De repente me enamoré. Él tenía la piel color chocolate y el pelo ensortijado y caracoleado, como todos los moros. Me lo presentaron un jueves por la tarde, un juernes cualquiera de copas y coca. Enseguida me quedé prendada de sus ojos tristes de Bin Laden, que me desnudaban a cada paso al mirarme con sus abrasadoras retinas. Hassan Travelsi se llamaba. Una amiga mía se lo había echado de novio en una fiesta universitaria y, a pesar de ser un puto musulmán, ella decía follaba como un ateo. Nada más que me vio se ofreció a llevarme a casa, no fuera que algún infiel me fornicara a hierro por el camino.
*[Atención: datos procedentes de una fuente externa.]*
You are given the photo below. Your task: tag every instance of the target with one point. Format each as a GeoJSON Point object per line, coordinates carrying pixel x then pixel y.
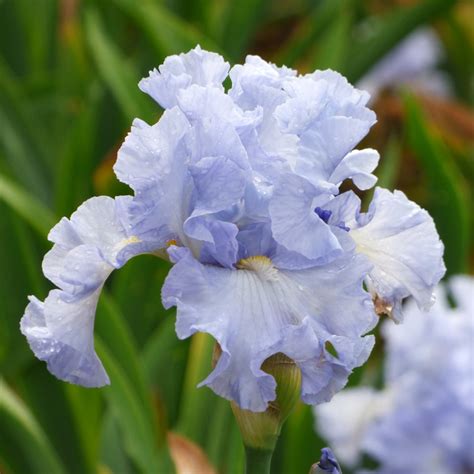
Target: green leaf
{"type": "Point", "coordinates": [167, 33]}
{"type": "Point", "coordinates": [162, 351]}
{"type": "Point", "coordinates": [388, 31]}
{"type": "Point", "coordinates": [448, 199]}
{"type": "Point", "coordinates": [19, 424]}
{"type": "Point", "coordinates": [333, 46]}
{"type": "Point", "coordinates": [299, 441]}
{"type": "Point", "coordinates": [308, 31]}
{"type": "Point", "coordinates": [49, 401]}
{"type": "Point", "coordinates": [135, 420]}
{"type": "Point", "coordinates": [113, 454]}
{"type": "Point", "coordinates": [197, 403]}
{"type": "Point", "coordinates": [118, 73]}
{"type": "Point", "coordinates": [29, 208]}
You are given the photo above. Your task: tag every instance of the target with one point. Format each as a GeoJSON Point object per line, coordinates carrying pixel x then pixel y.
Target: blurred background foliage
{"type": "Point", "coordinates": [68, 93]}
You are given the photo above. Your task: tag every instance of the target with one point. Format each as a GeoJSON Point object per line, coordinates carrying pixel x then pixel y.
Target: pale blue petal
{"type": "Point", "coordinates": [328, 464]}
{"type": "Point", "coordinates": [254, 312]}
{"type": "Point", "coordinates": [400, 239]}
{"type": "Point", "coordinates": [154, 162]}
{"type": "Point", "coordinates": [199, 102]}
{"type": "Point", "coordinates": [180, 71]}
{"type": "Point", "coordinates": [87, 248]}
{"type": "Point", "coordinates": [295, 224]}
{"type": "Point", "coordinates": [357, 165]}
{"type": "Point", "coordinates": [61, 334]}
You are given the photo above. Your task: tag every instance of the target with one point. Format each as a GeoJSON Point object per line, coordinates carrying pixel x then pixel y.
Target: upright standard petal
{"type": "Point", "coordinates": [296, 225]}
{"type": "Point", "coordinates": [87, 248]}
{"type": "Point", "coordinates": [181, 71]}
{"type": "Point", "coordinates": [400, 239]}
{"type": "Point", "coordinates": [258, 310]}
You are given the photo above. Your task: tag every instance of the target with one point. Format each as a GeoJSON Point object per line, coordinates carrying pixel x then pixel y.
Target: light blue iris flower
{"type": "Point", "coordinates": [239, 189]}
{"type": "Point", "coordinates": [422, 421]}
{"type": "Point", "coordinates": [327, 465]}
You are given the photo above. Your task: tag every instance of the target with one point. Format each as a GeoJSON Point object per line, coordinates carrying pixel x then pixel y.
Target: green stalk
{"type": "Point", "coordinates": [257, 461]}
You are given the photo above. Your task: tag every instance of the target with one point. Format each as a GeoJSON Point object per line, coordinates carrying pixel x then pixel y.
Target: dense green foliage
{"type": "Point", "coordinates": [68, 93]}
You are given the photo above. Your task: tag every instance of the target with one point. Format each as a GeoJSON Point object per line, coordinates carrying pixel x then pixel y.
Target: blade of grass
{"type": "Point", "coordinates": [18, 423]}
{"type": "Point", "coordinates": [118, 73]}
{"type": "Point", "coordinates": [166, 32]}
{"type": "Point", "coordinates": [25, 205]}
{"type": "Point", "coordinates": [388, 31]}
{"type": "Point", "coordinates": [308, 32]}
{"type": "Point", "coordinates": [448, 200]}
{"type": "Point", "coordinates": [136, 421]}
{"type": "Point", "coordinates": [334, 44]}
{"type": "Point", "coordinates": [241, 20]}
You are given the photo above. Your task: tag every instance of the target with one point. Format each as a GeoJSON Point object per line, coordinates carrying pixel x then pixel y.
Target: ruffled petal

El bulto en el pantalón le delataba; no era la pana, sino las venas de su polla las que marcaban aquellos surcos. Estratégicamente, primero dejó a su novia en su chalet de El Viso. Luego puso rumbo a mi ático de ramera en General Oráa.

– Latifah, no te lo folles, que te conozco… es mío –me gritó ella por la ventanilla mientras nos despedíamos-.
– No te preocupes, Susi, ya sabes que no me gustan estos putos moros, no bajan al pilón.
Él sonrió cómplice y pisó el acelerador dejando atrás a la pobre perra millonaria infiel.

Miento muy mal, ya lo sabéis, sobre todo a mis amigas. Él aparcó su porsche Cayenne en una plaza de minusválidos junto a mi portal, subimos a mi piso y me echó un polvo con comida de chocho incluida memorable. Servicio completo. Al terminar se encendió un porro que llevaba en una cajetilla de Winston y yo le invité a un par de rayas.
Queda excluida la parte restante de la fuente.